Perasaan kecewa dan susah. Ke dua hal tersebut usahakan untuk tidak terlalu berlebihan. Karena akan menambah kecewa dan susah. Misalnya kecewa karena ditinggal suami / kekasih. Agar tidak terlalu berlebihan, karena semuanya itu Allah yang mengatur. Pasrahkan saja semuanya kepada Allah, hati akan aman, nyaman, dan tenang.
Perasaan susah juga banyak sekali contohnya, cita-cita tidak tercapai, diperlakukan semena-mena, difitnah, diremehkan, perjodohan tidak bisa baik, tidak bisa lulus ujian, kehilangan harta benda, tidak kuat menahan perasaan, kehilangan keluarga yang sangat disayangi, merasa tertekan jiwanya, anak perempuannya gagal tunangan, dll.
Perlu diketahui bahwa sakitnya badan bisa diusahakan dengan mencari obat ke Dokter ( lahir dan batin ). Sedangkan sakitnya hati, yang bisa menyembuhkan hanya dirinya sendiri. Bagaimana caranya? Dengan melakukan ibadah sesuai dengan agama / keyakinan masing- masing dan menjauhkan pepacuh “larangan”.

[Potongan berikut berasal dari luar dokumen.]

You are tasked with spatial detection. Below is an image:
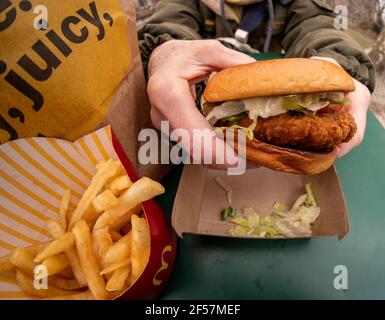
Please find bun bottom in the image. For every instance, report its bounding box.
[234,138,337,175]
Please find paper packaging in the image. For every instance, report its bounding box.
[0,127,176,299]
[0,0,169,179]
[172,165,349,239]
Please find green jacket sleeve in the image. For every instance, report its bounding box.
[282,0,375,91]
[138,0,202,77]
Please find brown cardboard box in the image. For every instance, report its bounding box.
[172,165,349,239]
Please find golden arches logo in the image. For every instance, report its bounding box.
[152,245,172,286]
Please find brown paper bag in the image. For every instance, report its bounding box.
[0,0,166,178]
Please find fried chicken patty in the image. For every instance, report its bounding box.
[240,109,357,151]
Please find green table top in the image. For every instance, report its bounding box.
[155,113,385,299]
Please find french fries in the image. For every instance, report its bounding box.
[106,266,131,291]
[0,256,15,273]
[94,177,165,229]
[46,220,87,285]
[72,220,108,300]
[69,159,119,230]
[48,275,87,291]
[110,229,122,242]
[108,174,132,195]
[34,232,75,262]
[0,159,164,300]
[104,231,131,265]
[131,215,151,281]
[100,258,131,276]
[10,248,36,275]
[92,190,118,212]
[41,254,69,279]
[16,270,80,298]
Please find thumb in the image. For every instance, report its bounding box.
[200,40,256,70]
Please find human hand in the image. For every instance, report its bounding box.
[147,40,255,168]
[312,57,371,158]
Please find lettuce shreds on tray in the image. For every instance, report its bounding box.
[221,183,320,238]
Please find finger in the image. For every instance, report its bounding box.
[150,107,166,129]
[199,40,256,70]
[152,79,238,168]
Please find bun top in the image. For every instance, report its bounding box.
[204,58,355,102]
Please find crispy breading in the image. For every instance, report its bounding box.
[240,109,357,151]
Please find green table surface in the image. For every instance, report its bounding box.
[158,113,385,299]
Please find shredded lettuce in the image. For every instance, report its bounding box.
[226,183,320,238]
[201,92,350,126]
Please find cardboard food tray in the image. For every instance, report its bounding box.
[0,126,176,299]
[172,165,349,239]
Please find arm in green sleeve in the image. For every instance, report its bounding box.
[138,0,202,77]
[282,0,375,91]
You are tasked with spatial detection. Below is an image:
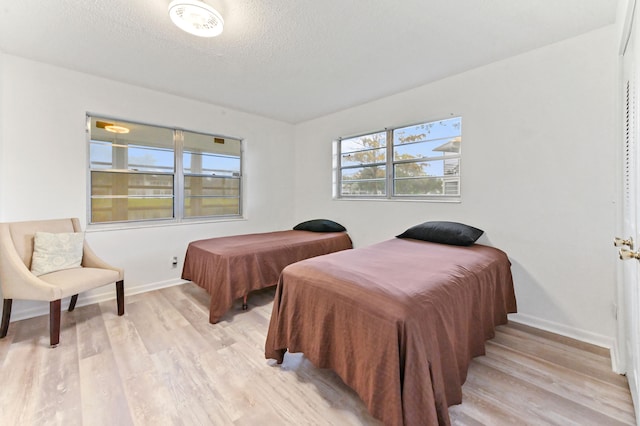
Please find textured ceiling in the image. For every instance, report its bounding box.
[0,0,616,123]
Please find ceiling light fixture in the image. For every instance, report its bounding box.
[169,0,224,37]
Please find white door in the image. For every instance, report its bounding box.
[616,2,640,424]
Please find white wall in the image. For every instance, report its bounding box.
[0,54,294,319]
[295,26,618,346]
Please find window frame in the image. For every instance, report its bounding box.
[333,114,462,203]
[85,112,245,229]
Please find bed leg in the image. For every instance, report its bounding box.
[242,294,249,311]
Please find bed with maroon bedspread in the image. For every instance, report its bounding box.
[182,231,352,324]
[265,239,516,426]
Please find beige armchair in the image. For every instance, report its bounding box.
[0,218,124,347]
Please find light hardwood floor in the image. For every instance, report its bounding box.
[0,283,634,426]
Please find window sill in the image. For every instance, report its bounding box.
[85,216,247,233]
[333,197,462,204]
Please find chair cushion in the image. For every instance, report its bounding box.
[40,268,119,297]
[31,232,84,276]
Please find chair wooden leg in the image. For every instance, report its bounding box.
[116,280,124,315]
[69,294,78,312]
[0,299,13,339]
[49,299,62,348]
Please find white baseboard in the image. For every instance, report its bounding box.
[11,279,189,322]
[509,313,622,374]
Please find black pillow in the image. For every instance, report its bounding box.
[397,221,484,246]
[293,219,347,232]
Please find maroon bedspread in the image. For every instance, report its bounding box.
[265,239,516,426]
[182,231,352,323]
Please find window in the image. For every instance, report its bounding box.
[87,117,242,224]
[336,117,462,200]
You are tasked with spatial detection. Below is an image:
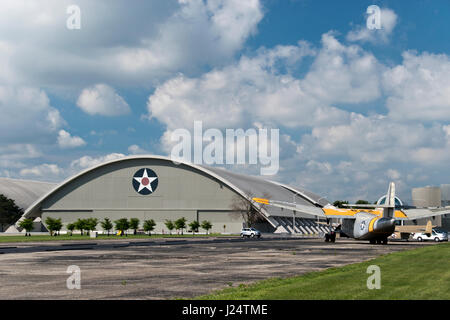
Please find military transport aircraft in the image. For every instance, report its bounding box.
[253,182,450,244]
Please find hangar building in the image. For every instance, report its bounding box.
[10,156,329,234]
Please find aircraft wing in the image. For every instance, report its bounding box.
[253,198,361,219]
[402,207,450,220]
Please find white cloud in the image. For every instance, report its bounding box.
[0,0,263,89]
[128,144,151,155]
[383,52,450,121]
[58,130,86,149]
[347,8,397,44]
[147,33,383,154]
[0,86,65,144]
[77,84,131,116]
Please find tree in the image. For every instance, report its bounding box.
[85,218,98,235]
[189,220,200,235]
[100,218,113,236]
[66,223,75,236]
[130,218,139,234]
[231,192,270,228]
[175,217,186,234]
[0,194,23,232]
[144,219,156,236]
[333,200,348,208]
[19,218,33,237]
[201,220,212,234]
[114,218,130,236]
[164,220,175,234]
[75,219,87,235]
[45,217,62,236]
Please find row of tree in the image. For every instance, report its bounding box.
[19,217,212,236]
[164,217,212,234]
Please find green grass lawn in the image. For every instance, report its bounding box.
[0,233,232,243]
[198,243,450,300]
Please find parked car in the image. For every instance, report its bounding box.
[413,229,448,242]
[241,228,261,238]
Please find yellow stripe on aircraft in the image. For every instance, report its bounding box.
[253,198,269,204]
[369,217,380,232]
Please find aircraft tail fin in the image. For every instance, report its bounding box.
[425,220,433,234]
[383,182,395,218]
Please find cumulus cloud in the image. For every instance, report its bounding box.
[0,86,65,144]
[128,144,151,155]
[383,52,450,121]
[147,33,381,153]
[58,130,86,149]
[347,8,397,44]
[0,0,263,88]
[20,163,64,181]
[77,84,131,116]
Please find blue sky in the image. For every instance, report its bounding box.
[0,0,450,201]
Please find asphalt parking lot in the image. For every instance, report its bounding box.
[0,239,433,299]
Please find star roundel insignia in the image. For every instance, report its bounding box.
[133,168,158,195]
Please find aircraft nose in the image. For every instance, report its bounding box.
[374,218,395,233]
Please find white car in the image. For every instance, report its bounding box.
[241,228,261,238]
[413,229,448,242]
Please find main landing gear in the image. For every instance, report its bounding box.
[370,238,387,244]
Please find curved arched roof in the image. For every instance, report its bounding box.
[22,155,328,222]
[0,178,56,210]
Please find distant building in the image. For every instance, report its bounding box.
[411,184,450,230]
[412,186,441,208]
[441,184,450,207]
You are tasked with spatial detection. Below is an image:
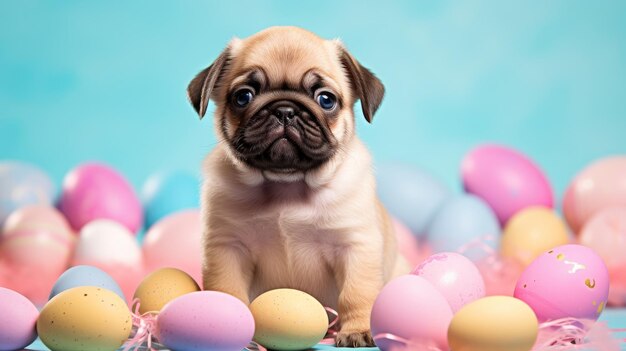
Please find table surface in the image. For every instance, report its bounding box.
[27,309,626,351]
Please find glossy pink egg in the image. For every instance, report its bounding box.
[514,245,609,322]
[461,145,554,224]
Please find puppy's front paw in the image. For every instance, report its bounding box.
[335,330,376,347]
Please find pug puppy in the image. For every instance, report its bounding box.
[188,27,409,347]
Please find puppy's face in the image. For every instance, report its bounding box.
[188,27,384,173]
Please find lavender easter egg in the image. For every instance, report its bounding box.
[155,291,254,351]
[514,245,609,322]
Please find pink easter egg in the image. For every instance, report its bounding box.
[391,218,423,267]
[59,163,143,233]
[563,156,626,233]
[0,287,39,350]
[155,291,254,351]
[514,245,609,322]
[142,209,203,282]
[72,219,144,299]
[371,274,452,351]
[579,207,626,306]
[461,145,553,224]
[0,205,75,304]
[412,252,485,313]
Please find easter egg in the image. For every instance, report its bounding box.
[514,245,609,322]
[72,219,143,306]
[500,206,569,266]
[427,195,500,260]
[155,291,254,351]
[133,268,200,314]
[376,163,450,237]
[59,163,143,233]
[142,171,200,228]
[250,289,328,350]
[563,156,626,233]
[37,286,132,351]
[2,205,74,236]
[0,287,39,351]
[412,252,485,313]
[579,206,626,306]
[0,161,55,225]
[0,205,75,304]
[461,145,554,224]
[448,296,539,351]
[371,274,452,351]
[142,209,204,281]
[50,265,126,300]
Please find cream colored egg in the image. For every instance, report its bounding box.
[134,268,200,313]
[448,296,539,351]
[37,286,132,351]
[500,207,569,266]
[250,289,328,350]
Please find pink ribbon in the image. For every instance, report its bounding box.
[123,299,158,351]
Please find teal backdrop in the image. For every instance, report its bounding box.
[0,0,626,201]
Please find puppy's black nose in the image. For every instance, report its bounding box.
[271,101,298,124]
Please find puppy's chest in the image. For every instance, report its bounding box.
[240,212,346,303]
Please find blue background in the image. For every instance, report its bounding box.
[0,0,626,201]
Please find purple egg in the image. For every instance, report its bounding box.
[0,287,39,350]
[155,291,254,351]
[514,245,609,322]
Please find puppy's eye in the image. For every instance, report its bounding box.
[234,89,254,107]
[317,91,337,110]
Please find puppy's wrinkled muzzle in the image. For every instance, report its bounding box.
[235,100,333,171]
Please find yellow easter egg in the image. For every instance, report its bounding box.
[448,296,539,351]
[250,289,328,350]
[37,286,133,351]
[134,268,200,313]
[500,207,569,266]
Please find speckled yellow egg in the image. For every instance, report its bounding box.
[448,296,539,351]
[500,206,569,266]
[134,268,200,313]
[37,286,132,351]
[250,289,328,350]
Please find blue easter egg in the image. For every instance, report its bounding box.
[0,161,55,225]
[427,195,500,260]
[142,172,200,228]
[376,163,450,237]
[50,266,126,301]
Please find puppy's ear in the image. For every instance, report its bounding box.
[339,44,385,123]
[187,45,231,119]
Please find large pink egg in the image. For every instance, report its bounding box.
[579,206,626,306]
[371,274,452,351]
[461,145,553,224]
[0,205,75,304]
[514,245,609,322]
[0,287,39,350]
[142,210,203,281]
[563,156,626,233]
[412,252,485,313]
[72,219,144,299]
[60,163,143,233]
[155,291,254,351]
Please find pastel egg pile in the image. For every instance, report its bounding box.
[0,162,202,305]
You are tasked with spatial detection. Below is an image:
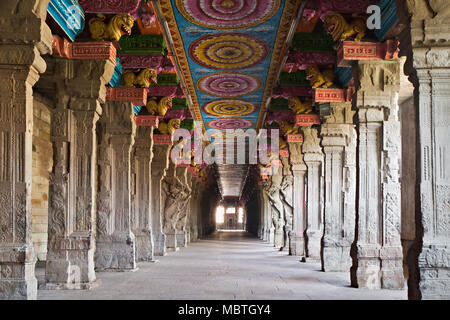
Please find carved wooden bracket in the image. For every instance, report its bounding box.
[106,87,147,106]
[280,150,289,158]
[337,40,400,67]
[314,88,347,102]
[286,134,303,142]
[52,35,117,65]
[78,0,141,13]
[295,114,320,127]
[153,134,173,145]
[134,115,159,128]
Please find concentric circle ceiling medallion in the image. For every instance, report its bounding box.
[176,0,281,29]
[202,99,257,117]
[189,33,269,70]
[206,118,254,130]
[197,72,262,97]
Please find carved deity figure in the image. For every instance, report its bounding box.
[289,97,313,114]
[89,14,134,41]
[158,119,181,135]
[122,68,158,88]
[306,65,336,89]
[324,13,367,42]
[146,97,172,117]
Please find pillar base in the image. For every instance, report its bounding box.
[0,276,37,300]
[45,237,96,289]
[289,232,305,256]
[39,279,101,290]
[273,230,284,248]
[305,230,322,262]
[350,246,405,289]
[166,233,180,252]
[153,232,167,257]
[419,244,450,300]
[322,246,352,272]
[176,232,187,248]
[135,230,153,261]
[95,233,136,272]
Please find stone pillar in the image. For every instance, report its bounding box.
[302,127,323,262]
[130,126,154,261]
[150,144,171,256]
[95,101,136,271]
[288,142,306,256]
[0,0,51,300]
[268,169,284,250]
[161,161,184,251]
[281,157,294,251]
[320,103,356,272]
[263,180,275,243]
[190,177,199,241]
[176,167,191,248]
[407,0,450,299]
[46,58,114,289]
[351,59,404,289]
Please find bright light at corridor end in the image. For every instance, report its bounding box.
[216,206,225,223]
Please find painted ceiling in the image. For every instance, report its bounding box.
[159,0,300,130]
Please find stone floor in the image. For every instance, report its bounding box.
[37,231,407,300]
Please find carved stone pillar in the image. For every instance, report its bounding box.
[190,177,200,241]
[46,59,114,289]
[95,101,136,271]
[176,167,191,248]
[288,142,306,256]
[131,126,153,261]
[351,60,404,289]
[407,0,450,299]
[150,144,171,256]
[320,103,356,272]
[0,0,51,300]
[161,161,184,251]
[268,166,284,250]
[302,127,323,262]
[281,157,294,251]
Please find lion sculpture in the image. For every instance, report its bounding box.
[89,14,134,41]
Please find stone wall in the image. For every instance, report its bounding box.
[31,96,53,261]
[400,98,417,278]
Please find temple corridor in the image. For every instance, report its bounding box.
[37,231,407,300]
[0,0,450,304]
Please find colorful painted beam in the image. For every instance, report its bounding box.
[288,50,336,70]
[272,87,314,99]
[286,133,303,142]
[52,35,117,65]
[134,115,159,128]
[47,0,85,41]
[106,87,147,106]
[158,73,180,86]
[337,40,400,67]
[153,134,173,145]
[291,32,334,52]
[295,114,320,127]
[109,58,123,88]
[314,88,346,103]
[279,71,310,87]
[148,84,184,98]
[119,54,164,73]
[118,34,166,55]
[78,0,141,13]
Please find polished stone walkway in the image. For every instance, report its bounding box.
[38,232,407,300]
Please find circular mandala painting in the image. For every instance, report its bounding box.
[189,33,270,70]
[206,118,254,130]
[197,73,262,97]
[176,0,281,29]
[202,99,257,117]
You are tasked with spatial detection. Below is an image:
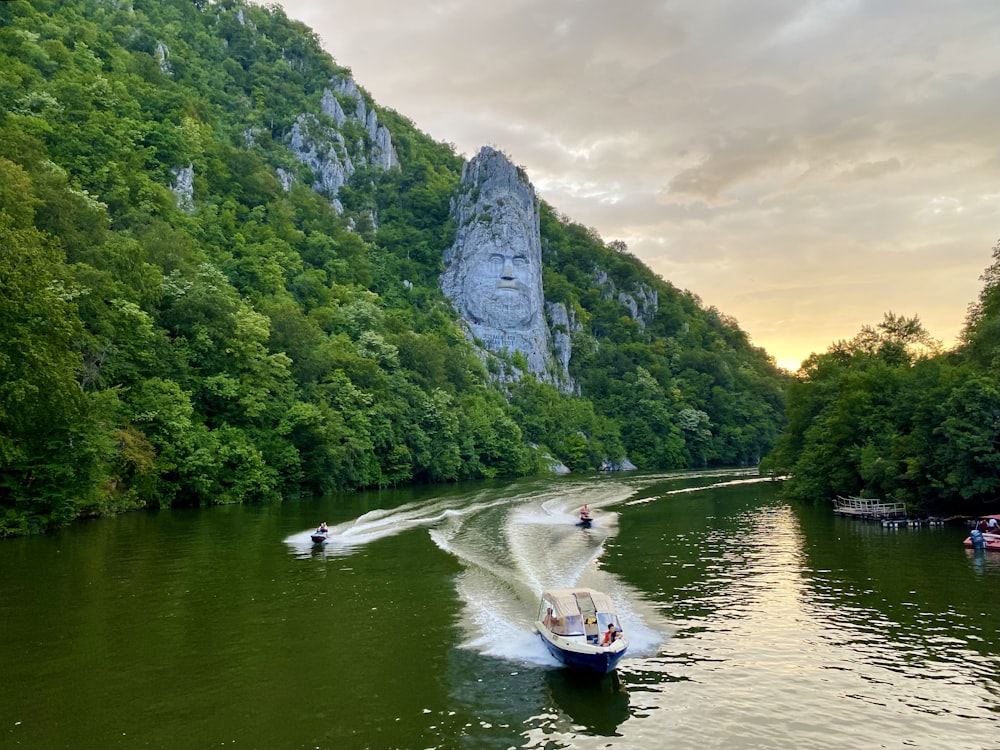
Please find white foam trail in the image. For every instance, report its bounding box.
[285,480,667,666]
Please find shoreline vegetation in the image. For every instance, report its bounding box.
[0,0,1000,537]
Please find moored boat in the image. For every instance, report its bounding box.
[965,514,1000,550]
[535,588,628,674]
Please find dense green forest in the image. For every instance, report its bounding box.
[0,0,788,536]
[762,243,1000,514]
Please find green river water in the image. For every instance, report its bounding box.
[0,472,1000,750]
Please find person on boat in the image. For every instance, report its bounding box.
[601,622,618,646]
[543,607,556,630]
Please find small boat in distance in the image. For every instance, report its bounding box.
[965,515,1000,550]
[535,588,628,674]
[309,521,330,544]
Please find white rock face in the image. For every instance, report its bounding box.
[282,78,399,213]
[440,147,572,389]
[170,164,194,213]
[156,42,174,75]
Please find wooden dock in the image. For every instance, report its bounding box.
[833,495,906,521]
[833,495,945,529]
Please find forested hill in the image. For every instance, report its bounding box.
[0,0,785,535]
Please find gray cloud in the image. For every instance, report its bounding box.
[282,0,1000,366]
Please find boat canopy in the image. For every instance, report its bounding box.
[542,589,619,635]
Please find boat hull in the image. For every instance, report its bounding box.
[965,534,1000,551]
[535,623,628,674]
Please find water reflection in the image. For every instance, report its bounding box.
[544,669,629,737]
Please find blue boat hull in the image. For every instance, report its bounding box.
[538,634,625,674]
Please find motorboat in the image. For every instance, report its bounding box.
[965,514,1000,550]
[535,588,628,674]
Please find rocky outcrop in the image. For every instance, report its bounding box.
[156,42,174,76]
[170,164,194,213]
[594,268,660,330]
[281,77,399,213]
[440,147,573,391]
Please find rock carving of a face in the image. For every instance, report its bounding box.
[465,241,539,330]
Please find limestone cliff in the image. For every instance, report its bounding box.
[278,77,399,213]
[441,147,573,392]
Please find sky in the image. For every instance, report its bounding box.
[280,0,1000,371]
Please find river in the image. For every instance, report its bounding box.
[0,471,1000,750]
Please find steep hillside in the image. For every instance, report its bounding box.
[0,0,784,535]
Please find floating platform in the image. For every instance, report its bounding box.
[833,495,945,529]
[833,495,906,521]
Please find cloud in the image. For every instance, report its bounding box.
[274,0,1000,368]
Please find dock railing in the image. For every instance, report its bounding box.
[833,495,906,519]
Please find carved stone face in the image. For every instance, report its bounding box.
[464,247,541,330]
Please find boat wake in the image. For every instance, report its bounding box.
[285,481,668,665]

Untuk bisa terhindar dari perasaan susah / sedih dalam hati, maka sebagai manusia yang beriman, hati harus diisi dengan dasar percaya dengan adanya Allah. Masuk ke agama yang dianutnya dengan tulus. Melakukan perintah agama dan menjauhi pepacuh “laranganNya”. Bersungguh-sungguh mempunyai watak Pancasila, banyak bersedekah / membantu orang lain, menahan hawa nafsu untuk menuju suatu perbuatan yang tidak baik.
Apabila perbuatan tersebut diumpamakan angkat junjung, berat sekali. Kalau diumpamakan jamu pahit rasanya namun bisa membuat badan sehat jauh dari penyakit yang membuat senang, tenteram, dan bahagia. Oleh karena itu untuk meyakinkan batin, agar kita bisa menghindari pepacuh “larangan”, maka kita harus hidup dengan penuh kesabaran, keikhlasan, narima ing pandum, eling lan waspada. Agar tidak terkena kesusahan dan kekecewaan, dengan cara menghindari / menjauhi pepacuh!